Outside, silence reigned between us. The December wind rattled the windows. Somewhere in the house, Josiah waited to learn his fate.
Finally my father spoke, and what he said shocked me more than anything that had happened before. "I could sell him," my father said softly. "Send him to the Deep South. Make sure I never see him again."
My blood ran cold. "Father, please..."
"Let me finish." He raised a hand. "I could sell it. That would be the right solution. Separate you. Pretend it never happened. Find you somewhere else."
“Please don’t do that.”
“But I won’t.” A glimmer of hope flashed in my chest. “Father?”
“I won’t do it because I’ve watched you these past nine months. I’ve seen you smile more in nine months with Josiah than in the previous fourteen years. I’ve seen you become confident, capable, happy. And I’ve seen the way he looks at you, as if you were the most precious thing in the world.” He rubbed his face, suddenly looking ancient. “I don’t understand it. I don’t like it. It goes against everything I was raised to believe. But…” He paused. “But you’re right. I brought you together. I created this situation. Denying that you would form a genuine connection was naive.”
"So, what are you saying?"
"I'm saying I need time to think, to find a solution that won't leave you both unhappy or destroyed." He stood up. "But Elellanar, you have to understand.
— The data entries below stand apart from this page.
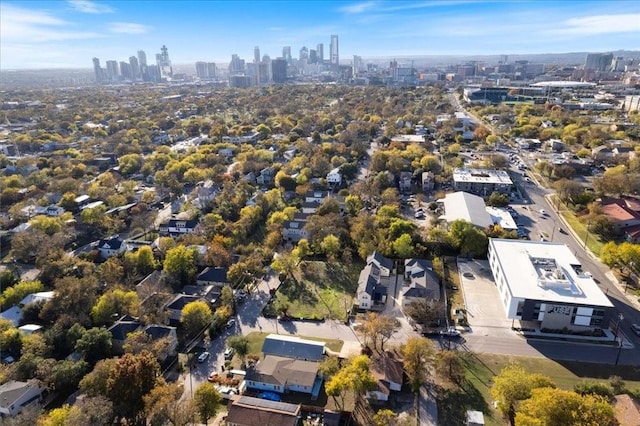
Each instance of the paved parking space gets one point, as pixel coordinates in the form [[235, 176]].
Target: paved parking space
[[485, 313]]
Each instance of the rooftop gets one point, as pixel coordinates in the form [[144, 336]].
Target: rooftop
[[546, 271], [482, 176]]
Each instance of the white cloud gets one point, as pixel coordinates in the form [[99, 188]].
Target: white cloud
[[359, 7], [601, 24], [87, 6], [128, 28], [18, 24]]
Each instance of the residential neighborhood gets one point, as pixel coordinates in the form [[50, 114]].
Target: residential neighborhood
[[312, 254]]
If this relationship continues, there's no place for it in Virginia, in the South, maybe anywhere. Are you ready to face that reality?"
“If it means being with Josiah, yes.”
He nodded slowly. "Then I'll find a way. I don't know what it is yet, but I'll find a way."
He left me in the library, my heart pounding, hope and fear clashing inside me. Josiah was called back an hour later. I told him what my father had said. He slumped into a chair, overwhelmed.
“He has no intention of selling me. He has no intention of selling you. He will help us.”
“How can we help you?”
"He said he would try to find a solution."
Josiah ran his hands through his hair and cried, deep, trembling sobs of relief and disbelief. I held him as tightly as I could from my wheelchair, and we clung to the fragile hope that maybe, somehow, my father could make the impossible possible.
But none of us could have predicted what would happen next. My father's decision two months later would change not only our lives, but history itself.
My father pondered for two months. Two months during which Josiah and I lived in anxious uncertainty, awaiting his decision. We continued with our routines—working at the forge, reading, talking—but everything seemed temporary, contingent on whatever solution my father had in mind.
At the end of February 1857, he called us both into his study.